Physical characteristics
- Source: Highest headwater of the three forks
- • coordinates: 37°09′05″N 83°41′14″W﻿ / ﻿37.15141°N 83.68714°W
- 2nd source: Confluence of the three forks
- • coordinates: 37°10′39″N 83°39′52″W﻿ / ﻿37.17750°N 83.66449°W
- Mouth: Red Bird River
- • location: 6.25 miles (10.06 km) upstream
- • coordinates: 37°13′42″N 83°38′09″W﻿ / ﻿37.22835°N 83.63583°W
- • elevation: 752 feet (229 m)

Basin features
- post offices: Barcreek: 37°13′43″N 83°38′08″W﻿ / ﻿37.2287016°N 83.6354704°W; Spurlock: 37°12′45″N 83°38′02″W﻿ / ﻿37.21259°N 83.63389°W;

= Bear Creek (Red Bird River tributary) =

River in Kentucky, United States

Bear Creek is a creek that is a tributary of the Red Bird River in Clay County, Kentucky.

Bear Creek received its name after a bear was shot there, according to local history.
== Tributaries and post offices ==
The mouth of Bear Creek is 6.25 mile upstream on Red Bird River at an altitude of 752 ft above sea level.

- Its major tributaries are:
  - a left branch 1 mile upstream at altitude 765 ft
  - a left branch 1.5 mile upstream at altitude 780 ft
  - a left branch 2.25 mile upstream at altitude 825 ft
  - a left branch 2.75 mile upstream at altitude 860 ft
  - a left branch 3 mile upstream at altitude 875 ft
  - Bowling Branch 3.75 mile upstream at altitude 925 ft
  - three forks 4.5 mile upstream at (where 2 of the forks meet) altitude 950 ft

=== Barcreek post office ===
Barcreek was established on 1900-03-07 by Elijah Herd, and remained in operation until March 1969.
It was half a mile upriver on Bear Creek from its confluence with the Red Bird River.
Its name was most likely a corruption of Bear Creek, but could also have been a reference to a large local sandbar.
Herd's first choice of his own name had been rejected by the USPS because it clashed with an already existing postoffice in Boyd County.

Green L. Langdon moved it upriver in 1914, close to, or possibly at, the site of what was later to be Spurlock post office. It was relocated back to Bear Creek in the 1920s, and was 1/2 mi up the creek when it closed in March 1969.

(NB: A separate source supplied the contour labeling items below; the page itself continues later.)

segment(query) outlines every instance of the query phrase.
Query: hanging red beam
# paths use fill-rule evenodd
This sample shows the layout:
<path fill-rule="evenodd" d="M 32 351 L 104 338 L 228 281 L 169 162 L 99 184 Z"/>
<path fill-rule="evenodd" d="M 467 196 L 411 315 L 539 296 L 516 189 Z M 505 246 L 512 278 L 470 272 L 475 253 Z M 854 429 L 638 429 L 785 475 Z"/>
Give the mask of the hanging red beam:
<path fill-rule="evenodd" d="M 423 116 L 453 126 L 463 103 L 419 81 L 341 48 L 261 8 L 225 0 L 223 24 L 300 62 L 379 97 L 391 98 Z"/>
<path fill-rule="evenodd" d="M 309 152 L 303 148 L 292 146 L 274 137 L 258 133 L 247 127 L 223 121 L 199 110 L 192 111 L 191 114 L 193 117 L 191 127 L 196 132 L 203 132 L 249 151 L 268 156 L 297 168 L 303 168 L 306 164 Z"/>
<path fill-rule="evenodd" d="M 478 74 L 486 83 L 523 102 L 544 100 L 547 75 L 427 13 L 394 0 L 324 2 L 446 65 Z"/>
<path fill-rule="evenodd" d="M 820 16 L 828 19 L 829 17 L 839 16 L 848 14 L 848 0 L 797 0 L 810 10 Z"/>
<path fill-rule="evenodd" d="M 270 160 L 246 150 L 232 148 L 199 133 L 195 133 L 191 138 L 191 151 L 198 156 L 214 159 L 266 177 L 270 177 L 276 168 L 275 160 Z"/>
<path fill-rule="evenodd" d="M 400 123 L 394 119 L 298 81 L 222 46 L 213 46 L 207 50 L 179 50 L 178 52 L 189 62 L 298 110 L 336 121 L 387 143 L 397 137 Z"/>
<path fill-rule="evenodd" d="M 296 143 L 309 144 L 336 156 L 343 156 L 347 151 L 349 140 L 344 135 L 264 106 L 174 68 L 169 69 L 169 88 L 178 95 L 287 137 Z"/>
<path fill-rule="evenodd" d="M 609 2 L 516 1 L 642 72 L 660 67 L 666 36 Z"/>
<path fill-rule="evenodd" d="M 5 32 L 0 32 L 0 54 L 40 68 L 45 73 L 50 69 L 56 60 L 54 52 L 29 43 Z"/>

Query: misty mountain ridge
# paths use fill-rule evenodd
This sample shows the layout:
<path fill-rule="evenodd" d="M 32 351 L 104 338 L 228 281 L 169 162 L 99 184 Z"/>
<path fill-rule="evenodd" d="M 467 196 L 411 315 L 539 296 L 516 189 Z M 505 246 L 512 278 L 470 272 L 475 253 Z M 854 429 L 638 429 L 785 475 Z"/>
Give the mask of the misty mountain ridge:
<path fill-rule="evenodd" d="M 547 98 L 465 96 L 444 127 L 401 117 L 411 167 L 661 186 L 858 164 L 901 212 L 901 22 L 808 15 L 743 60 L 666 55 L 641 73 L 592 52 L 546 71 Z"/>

=== Spurlock post office ===
Spurlock post office was established on 1928-10-02, Silvania Herd's first choice of "Herd" similarly being rejected by the USPS because it then clashed with an already existing postoffice by that name in Jackson County.
Named after the Spurlock family, descendants of settler William Spurlock (1815-1855) from North Carolina who had arrived at Bear Creek in 1835, it lasted until July 1988.
It was located 1 mile upstream of the mouth of Banks Branch, a tributary of Red Bird River to the south of Bear Creek, to replace Barcreek post office after it moved back to Bear Creek.

=== General ===
Across a ridge lies Laurel Creek.

In 1918, Daniel Bowling had a mine 0.5 mile upstream on Bowling Branch.